Il figlio del fotografo, che ha trovato il padre agonizzante in casa ed ha chiamato i soccorsi, ora racconta che trova davvero difficile credere che il padre sia stato ucciso: “Mio padre era una persona buona, gli volevano tutti bene, non era uno che litigava. Conoscendolo, è remotissima la possibilità che qualcuno possa avergli fatto del male”.

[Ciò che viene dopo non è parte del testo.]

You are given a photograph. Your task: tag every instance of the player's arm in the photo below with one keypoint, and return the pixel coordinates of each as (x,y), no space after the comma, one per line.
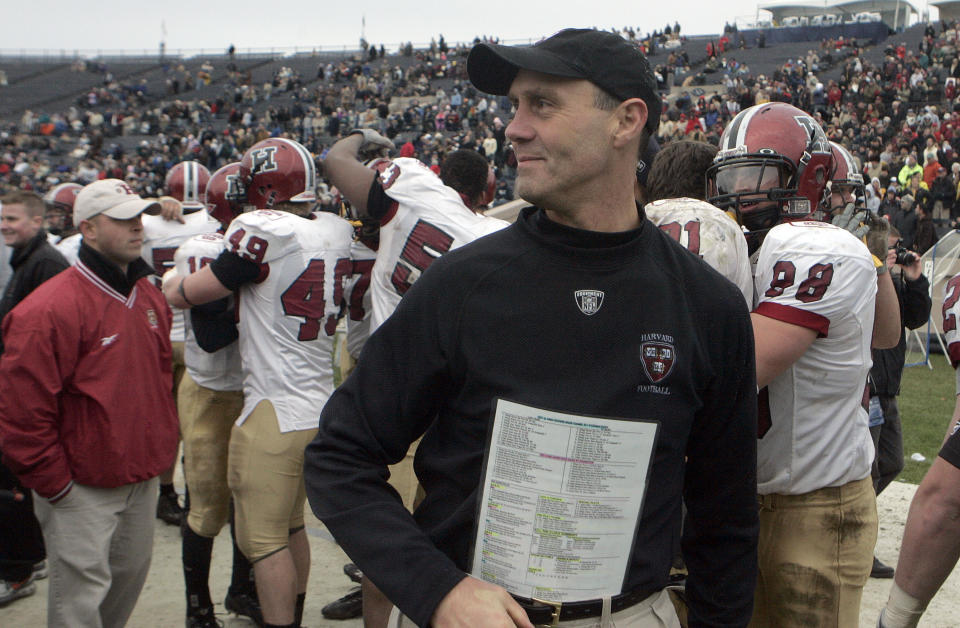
(215,281)
(915,295)
(474,602)
(343,167)
(778,345)
(887,326)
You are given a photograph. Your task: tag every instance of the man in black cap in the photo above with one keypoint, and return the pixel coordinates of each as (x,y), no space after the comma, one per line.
(582,308)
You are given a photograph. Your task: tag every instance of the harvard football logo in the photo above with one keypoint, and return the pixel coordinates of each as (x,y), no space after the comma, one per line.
(658,358)
(589,301)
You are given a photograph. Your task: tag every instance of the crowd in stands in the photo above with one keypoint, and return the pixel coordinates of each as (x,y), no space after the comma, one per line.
(908,104)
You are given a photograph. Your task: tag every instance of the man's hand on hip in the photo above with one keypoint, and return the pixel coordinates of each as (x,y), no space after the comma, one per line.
(474,602)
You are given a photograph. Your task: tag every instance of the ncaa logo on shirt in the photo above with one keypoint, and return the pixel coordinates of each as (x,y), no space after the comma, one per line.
(589,301)
(658,359)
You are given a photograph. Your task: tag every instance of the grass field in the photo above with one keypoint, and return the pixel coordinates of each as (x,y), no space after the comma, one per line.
(926,405)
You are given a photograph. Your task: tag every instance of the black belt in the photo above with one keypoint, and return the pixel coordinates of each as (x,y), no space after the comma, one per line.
(545,612)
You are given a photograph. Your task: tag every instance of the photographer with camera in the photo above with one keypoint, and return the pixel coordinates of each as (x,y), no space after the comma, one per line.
(913,293)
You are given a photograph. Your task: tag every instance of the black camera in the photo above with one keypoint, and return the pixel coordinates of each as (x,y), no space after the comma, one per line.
(905,257)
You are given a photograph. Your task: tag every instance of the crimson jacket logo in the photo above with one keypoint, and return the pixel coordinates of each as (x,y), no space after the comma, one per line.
(658,358)
(589,301)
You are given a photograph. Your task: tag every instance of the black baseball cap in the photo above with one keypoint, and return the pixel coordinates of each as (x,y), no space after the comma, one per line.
(607,60)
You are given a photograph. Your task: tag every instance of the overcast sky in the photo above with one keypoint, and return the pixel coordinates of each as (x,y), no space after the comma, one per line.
(215,24)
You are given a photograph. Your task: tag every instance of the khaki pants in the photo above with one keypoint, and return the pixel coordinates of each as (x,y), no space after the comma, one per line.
(656,611)
(816,552)
(265,473)
(206,418)
(99,544)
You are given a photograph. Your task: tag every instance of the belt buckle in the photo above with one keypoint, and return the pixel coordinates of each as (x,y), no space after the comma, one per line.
(554,612)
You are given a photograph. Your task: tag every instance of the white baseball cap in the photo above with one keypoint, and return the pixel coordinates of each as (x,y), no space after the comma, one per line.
(111,197)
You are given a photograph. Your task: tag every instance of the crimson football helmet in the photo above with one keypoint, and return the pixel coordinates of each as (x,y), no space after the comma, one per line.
(846,184)
(278,170)
(59,200)
(187,182)
(225,194)
(773,165)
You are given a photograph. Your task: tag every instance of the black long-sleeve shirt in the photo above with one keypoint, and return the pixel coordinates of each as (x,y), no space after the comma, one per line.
(500,318)
(914,299)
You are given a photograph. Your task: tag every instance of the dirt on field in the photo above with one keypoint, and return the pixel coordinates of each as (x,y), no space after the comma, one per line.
(162,605)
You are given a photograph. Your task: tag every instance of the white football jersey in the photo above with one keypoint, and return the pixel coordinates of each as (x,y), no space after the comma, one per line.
(359,297)
(69,247)
(813,429)
(710,233)
(288,316)
(160,241)
(221,369)
(951,312)
(429,219)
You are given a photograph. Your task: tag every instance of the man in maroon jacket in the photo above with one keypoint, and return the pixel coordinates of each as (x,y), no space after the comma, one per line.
(86,416)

Molto commossa la descrizione del padre: “Era un critico fotografico, giornalista, editore e direttore responsabile della sua rivista ‘FOTOgraphia’ fondata nel ‘94. È stato per anni docente all’università Cattolica di Brescia e ha ricevuto numerosi riconoscimenti. Ha operato con una grande etica e professionalità, sempre per il bene e per l’interesse culturale della fotografia. Questo è il motivo per cui era unanimemente apprezzato e grande amico di tanti fotografi importanti. Non ho un ricordo di mio padre che fa una vacanza. Non c’è stato un giorno in cui non passasse dallo studio a fare qualcosa inerente alla rivista o a un’idea che aveva in testa. Tutta la sua vita ha sempre ruotato intorno alla fotografia, che era la sua grande passione e sostanzialmente l’unica cosa che gli interessasse. Era difficile avere una conversazione con lui senza arrivare a parlare di fotografia, ma lui utilizzava la fotografia per parlare di vita. Una cosa che diceva spesso era: ‘La fotografia non è un arido punto di arrivo ma uno splendido punto di partenza, per cui si può arrivare a parlare di tutto’. Ed è quello che lui ha fatto”. Nonostante gli impegni professionali, “anche se stava scrivendo un articolo, se io gli chiedevo di prendere un caffè, mio padre mollava lì tutto e arrivava”.